La clairière, plongée dans le calme, semblait comme endormie dans cette splendide journée du début de l'été. Une atmosphère douce, réconfortante, se dégageait de ce lieu presque sacré qu'une jeune fille observait, assise sur un rocher.

Le moment aurait pu être parfait si les pensées de cette jeune personne n'étaient pas hantées de paroles qui lui semblait venir de très loin. Une drôle d'impression la traversa. Fermant les yeux, elle se concentra sur la voix, devenue plus claire et distincte, mais toujours incompréhensible.
- Lys... veille... oie...
Ça n'avait aucun sens, mais, inspirant un grand coup, elle réessaya.
- Aelys, réveille-toi bon sang !

L'intéressée sursauta et ouvrit de grand yeux surpris. Au troisième rang d'une salle de classe, assis sur la table la plus proche des fenêtres, son professeur l'observait, son regard un tantinet agacé démenti par la commissure de ses lèvres qui luttaient contre le sourire franc qui les gagnait.
- Je conçois que l'étude territoriale n'est pas la chose la plus excitante qu'il soit mais j'attend un peu plus d'écoute, déclara-t-il avec une pointe d'ironie.

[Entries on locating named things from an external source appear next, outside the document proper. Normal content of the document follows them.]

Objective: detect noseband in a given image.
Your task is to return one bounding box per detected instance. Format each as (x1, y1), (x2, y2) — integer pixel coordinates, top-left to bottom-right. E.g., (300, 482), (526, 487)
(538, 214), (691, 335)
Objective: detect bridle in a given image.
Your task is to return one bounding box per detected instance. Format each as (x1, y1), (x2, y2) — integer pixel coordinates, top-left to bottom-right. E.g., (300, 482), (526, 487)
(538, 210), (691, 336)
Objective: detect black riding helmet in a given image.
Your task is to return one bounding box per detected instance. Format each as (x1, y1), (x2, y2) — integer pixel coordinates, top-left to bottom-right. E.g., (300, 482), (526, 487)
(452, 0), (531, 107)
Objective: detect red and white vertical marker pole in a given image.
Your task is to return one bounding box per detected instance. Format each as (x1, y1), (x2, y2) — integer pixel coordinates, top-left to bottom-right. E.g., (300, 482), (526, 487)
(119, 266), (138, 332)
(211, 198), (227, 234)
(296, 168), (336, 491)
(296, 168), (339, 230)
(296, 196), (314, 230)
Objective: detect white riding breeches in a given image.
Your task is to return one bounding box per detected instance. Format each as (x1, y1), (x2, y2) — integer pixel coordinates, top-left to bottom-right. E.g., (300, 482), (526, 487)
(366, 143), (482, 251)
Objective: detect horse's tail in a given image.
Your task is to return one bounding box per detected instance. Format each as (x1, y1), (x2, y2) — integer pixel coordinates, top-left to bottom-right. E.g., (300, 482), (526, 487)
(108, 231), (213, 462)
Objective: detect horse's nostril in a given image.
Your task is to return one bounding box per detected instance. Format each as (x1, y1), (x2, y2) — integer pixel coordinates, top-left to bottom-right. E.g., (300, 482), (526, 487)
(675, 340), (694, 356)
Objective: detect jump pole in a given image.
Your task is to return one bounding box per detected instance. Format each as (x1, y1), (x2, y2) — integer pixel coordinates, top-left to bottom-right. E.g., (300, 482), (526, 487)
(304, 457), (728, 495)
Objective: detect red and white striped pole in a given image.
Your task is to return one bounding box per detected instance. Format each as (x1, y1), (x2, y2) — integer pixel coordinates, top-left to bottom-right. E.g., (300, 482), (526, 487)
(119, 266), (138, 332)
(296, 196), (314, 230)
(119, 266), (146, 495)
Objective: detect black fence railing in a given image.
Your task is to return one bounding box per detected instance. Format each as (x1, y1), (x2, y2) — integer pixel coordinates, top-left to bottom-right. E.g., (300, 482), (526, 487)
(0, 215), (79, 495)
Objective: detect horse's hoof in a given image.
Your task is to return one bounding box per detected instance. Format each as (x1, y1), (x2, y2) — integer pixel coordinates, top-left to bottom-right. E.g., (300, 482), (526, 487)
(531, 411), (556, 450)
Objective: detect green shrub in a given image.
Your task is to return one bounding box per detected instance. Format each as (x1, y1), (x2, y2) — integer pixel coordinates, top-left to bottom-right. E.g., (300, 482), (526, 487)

La jeune fille ne savait pas où se mettre, et un rouge vif lui enflammait le visage, contrastant avec le violet qui pointait sous ses yeux hagards.
- Pardon, dit-elle simplement. J'ai très peu dormi la nuit dernière.
- Je vois. Essaye de suivre un peu, si ça ne va vraiment pas tu descendras à l'infirmerie, répondit le professeur, quelque peu adoucit.

Aelys acquiesça en silence. Que pouvait-elle faire d'autre ? En tant qu'élève assez sérieuse, elle savait bien que M. Breton, son enseignant d'histoire-géographie, ne lui en tiendrait pas trop rigueur, mais elle n'aimait pas se faire remarquer.
S'adossant à sa chaise, elle luttait contre ses pensées, parasites pour le peu de concentration qu'elle tentait d'accorder au cours. Elle soupira. L'appel du ruisseau argenté la troublait encore, et son esprit souhaitait y retourner. Elle adressa donc un petit signe à M. Breton, qui baissa la tente d'un air entendu ; l'adolescente rangea les feutres éparpillés sur sa table puis, jetant avec une nonchalance chancelante sur son épaule son sac trop lourd, elle se dirigea vers la porte violette écaillée de la salle.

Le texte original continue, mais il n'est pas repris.